Minimum deliverables: - latency / tokens-sec - rough GPU memory usage - quality score on your chosen task
Part C — Quantized benchmark¶
Quantize the model using one of: - GPTQ - AWQ - GGUF-based local quantized artifact (if you are testing local serving rather than GPU-server deployment)
Re-run the same eval.
Document: - memory change - speed change - quality change
Cross-ref: 02_explainer.md §3.3-§3.7.
Part D — LoRA or QLoRA adaptation¶
Create a small domain dataset (minimum 50–200 examples) and fine-tune with: - LoRA if fp16/bf16 training is feasible on your hardware - QLoRA if you need the compressed base to make training feasible
Re-run the same eval.
Document: - training setup - trainable parameter count - memory considerations - before/after quality change
Cross-ref: 02_explainer.md §5.1-§5.5.
Part E — Decision memo¶
Write decision_memo.md answering:
1. Should this use case ship with base, quantized base, LoRA, or QLoRA?
2. Which metric mattered most: quality, latency, memory, or cost?
3. If the use case needed fresh private knowledge next week, would you fine-tune again or switch to RAG?
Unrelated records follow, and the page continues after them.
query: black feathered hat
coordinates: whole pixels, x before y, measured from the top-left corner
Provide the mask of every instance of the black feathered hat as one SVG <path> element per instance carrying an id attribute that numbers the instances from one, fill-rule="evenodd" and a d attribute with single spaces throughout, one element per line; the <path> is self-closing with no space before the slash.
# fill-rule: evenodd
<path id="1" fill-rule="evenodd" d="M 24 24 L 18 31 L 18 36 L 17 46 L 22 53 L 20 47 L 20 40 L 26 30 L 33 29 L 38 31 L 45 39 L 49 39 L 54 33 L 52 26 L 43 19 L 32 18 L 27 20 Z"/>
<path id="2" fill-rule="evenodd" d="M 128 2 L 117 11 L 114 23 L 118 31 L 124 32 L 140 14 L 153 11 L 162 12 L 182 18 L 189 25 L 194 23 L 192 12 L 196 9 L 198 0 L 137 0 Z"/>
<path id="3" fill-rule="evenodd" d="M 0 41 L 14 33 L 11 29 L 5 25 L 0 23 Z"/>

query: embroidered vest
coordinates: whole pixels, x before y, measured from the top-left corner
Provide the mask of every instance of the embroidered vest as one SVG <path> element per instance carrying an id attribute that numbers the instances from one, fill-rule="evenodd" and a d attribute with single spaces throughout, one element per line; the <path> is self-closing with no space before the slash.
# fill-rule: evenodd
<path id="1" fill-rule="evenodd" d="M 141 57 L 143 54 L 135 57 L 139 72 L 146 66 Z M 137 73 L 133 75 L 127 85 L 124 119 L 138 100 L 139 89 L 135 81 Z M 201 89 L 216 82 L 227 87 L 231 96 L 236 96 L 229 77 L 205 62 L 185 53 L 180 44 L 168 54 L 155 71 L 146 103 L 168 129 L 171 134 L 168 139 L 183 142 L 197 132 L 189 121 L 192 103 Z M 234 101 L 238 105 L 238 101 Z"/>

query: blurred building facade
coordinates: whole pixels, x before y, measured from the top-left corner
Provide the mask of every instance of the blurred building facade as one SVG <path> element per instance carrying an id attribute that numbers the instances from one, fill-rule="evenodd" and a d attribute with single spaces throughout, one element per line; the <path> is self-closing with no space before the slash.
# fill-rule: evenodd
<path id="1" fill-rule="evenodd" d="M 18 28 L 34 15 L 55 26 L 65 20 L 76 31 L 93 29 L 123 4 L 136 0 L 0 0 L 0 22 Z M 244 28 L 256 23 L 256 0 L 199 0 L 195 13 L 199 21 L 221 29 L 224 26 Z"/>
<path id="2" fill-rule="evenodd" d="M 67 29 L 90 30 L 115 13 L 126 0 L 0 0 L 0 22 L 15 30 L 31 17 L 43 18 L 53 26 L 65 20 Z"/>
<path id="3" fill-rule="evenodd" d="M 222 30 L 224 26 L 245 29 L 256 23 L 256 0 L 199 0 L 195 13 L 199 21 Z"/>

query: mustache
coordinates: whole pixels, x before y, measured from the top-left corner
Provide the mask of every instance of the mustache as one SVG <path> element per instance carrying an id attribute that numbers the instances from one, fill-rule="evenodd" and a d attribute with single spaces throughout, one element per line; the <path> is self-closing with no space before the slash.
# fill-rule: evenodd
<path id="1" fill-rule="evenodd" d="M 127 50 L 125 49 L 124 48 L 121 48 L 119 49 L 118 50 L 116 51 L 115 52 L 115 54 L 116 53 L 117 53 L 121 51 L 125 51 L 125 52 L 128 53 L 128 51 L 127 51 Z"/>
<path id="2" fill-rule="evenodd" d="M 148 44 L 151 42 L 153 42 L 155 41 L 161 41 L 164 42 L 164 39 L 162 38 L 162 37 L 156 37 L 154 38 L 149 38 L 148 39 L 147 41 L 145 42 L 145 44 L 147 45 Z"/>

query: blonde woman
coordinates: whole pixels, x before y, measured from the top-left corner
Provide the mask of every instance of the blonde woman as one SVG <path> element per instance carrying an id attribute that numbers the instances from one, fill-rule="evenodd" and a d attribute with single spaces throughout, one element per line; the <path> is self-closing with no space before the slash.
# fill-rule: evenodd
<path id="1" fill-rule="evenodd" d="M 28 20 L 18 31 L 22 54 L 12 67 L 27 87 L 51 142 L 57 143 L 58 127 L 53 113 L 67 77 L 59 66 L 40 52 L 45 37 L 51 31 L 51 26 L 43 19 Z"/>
Cross-ref: 02_explainer.md §5.6, §6.6.
Eval choices¶
Choose one: - custom eval set (30–50 domain questions) - summarization task with ROUGE / judge score - classification / extraction task with accuracy / F1 - support-bot style FAQ set with exact-format grading
Required deliverables¶
memory_math.mdbenchmark_results.csvorbenchmark_results.mdtrain.pyor notebook for LoRA/QLoRA runeval.pyor notebook for repeatable evaluationdecision_memo.mdREADME.mdwith setup, hardware, results, and conclusion
Required comparison table¶
| Config | Weight memory | KV-cache note | Tokens/sec | Quality score | Training cost | Recommendation |
|---|---|---|---|---|---|---|
| Base fp16/bf16 | N/A | |||||
| Quantized (int8 or int4) | N/A | |||||
| LoRA or QLoRA |
Success criteria¶
- Raw memory math is correct and explained clearly
- Quantization trade-off is measured, not guessed
- Adapter method is justified by hardware reality
- Decision memo cleanly distinguishes prompt vs PEFT vs RAG
- README has a plain-English “when to use which” conclusion
Common pitfalls¶
- Counting only weight memory and ignoring KV cache (explainer §4.1-§4.2)
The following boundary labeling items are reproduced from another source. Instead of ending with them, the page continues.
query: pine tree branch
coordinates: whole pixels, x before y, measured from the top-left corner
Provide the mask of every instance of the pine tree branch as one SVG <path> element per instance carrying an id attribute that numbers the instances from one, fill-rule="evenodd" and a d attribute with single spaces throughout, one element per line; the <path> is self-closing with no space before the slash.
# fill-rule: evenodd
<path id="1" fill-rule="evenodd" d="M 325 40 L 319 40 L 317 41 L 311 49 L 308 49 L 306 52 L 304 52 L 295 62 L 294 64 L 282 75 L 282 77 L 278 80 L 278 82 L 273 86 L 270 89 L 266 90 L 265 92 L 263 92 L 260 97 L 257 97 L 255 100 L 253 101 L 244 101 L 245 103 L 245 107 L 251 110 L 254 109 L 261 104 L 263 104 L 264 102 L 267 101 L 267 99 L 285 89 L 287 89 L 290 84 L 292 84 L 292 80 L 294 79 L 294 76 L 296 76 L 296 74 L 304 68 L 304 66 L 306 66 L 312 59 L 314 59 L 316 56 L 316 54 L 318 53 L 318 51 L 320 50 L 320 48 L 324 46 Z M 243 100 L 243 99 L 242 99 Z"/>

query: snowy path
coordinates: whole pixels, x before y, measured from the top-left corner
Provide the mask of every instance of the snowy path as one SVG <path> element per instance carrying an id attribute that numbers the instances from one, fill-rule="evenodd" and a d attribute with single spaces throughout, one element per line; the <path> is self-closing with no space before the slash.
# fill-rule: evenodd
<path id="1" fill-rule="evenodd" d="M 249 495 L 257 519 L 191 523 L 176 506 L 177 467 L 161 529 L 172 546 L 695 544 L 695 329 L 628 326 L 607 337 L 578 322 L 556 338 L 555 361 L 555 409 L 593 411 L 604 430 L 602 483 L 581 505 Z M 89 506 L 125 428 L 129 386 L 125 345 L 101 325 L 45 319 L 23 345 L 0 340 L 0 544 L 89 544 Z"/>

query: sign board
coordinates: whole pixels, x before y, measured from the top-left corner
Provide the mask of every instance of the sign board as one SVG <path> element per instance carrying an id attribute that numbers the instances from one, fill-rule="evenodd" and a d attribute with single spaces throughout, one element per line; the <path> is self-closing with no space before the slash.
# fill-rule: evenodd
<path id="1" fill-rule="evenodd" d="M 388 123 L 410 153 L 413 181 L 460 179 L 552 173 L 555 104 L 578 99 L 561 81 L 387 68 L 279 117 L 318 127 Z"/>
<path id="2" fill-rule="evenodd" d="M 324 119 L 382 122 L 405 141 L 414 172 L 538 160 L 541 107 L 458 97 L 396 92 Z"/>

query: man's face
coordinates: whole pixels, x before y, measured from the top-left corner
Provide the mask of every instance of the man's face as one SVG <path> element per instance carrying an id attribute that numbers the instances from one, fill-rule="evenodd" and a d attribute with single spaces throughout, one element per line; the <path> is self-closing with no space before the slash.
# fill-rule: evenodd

- Treating GGUF as a quantization method rather than a serving artifact / format (explainer §3.7)
- Claiming int4 is “basically free” without eval evidence (explainer §3.6)
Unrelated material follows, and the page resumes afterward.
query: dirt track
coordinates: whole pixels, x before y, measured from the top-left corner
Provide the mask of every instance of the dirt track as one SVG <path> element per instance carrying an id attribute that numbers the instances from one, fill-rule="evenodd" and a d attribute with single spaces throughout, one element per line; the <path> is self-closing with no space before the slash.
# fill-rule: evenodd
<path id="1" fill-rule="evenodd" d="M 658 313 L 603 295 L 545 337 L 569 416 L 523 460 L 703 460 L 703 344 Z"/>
- Fine-tuning to solve a freshness problem that should be RAG (explainer §5.6)
- Using too tiny or too noisy a dataset and then overclaiming the result
Stretch goal¶
Add a small section to decision_memo.md titled:
“If this system moved to a private-doc setting tomorrow, what would Module 07 change?”
That forces the bridge from fine-tuning to RAG.
Why this hands_on_lab matters¶
A Lead AI Engineer is asked versions of the same question again and again:
- Can we make it fit?
- Can we make it cheaper?
- Can we make it better for our domain?
- Do we really need to retrain, or do we just need better retrieval?
This hands_on_lab gives you the habit that matters: measure first, then decide.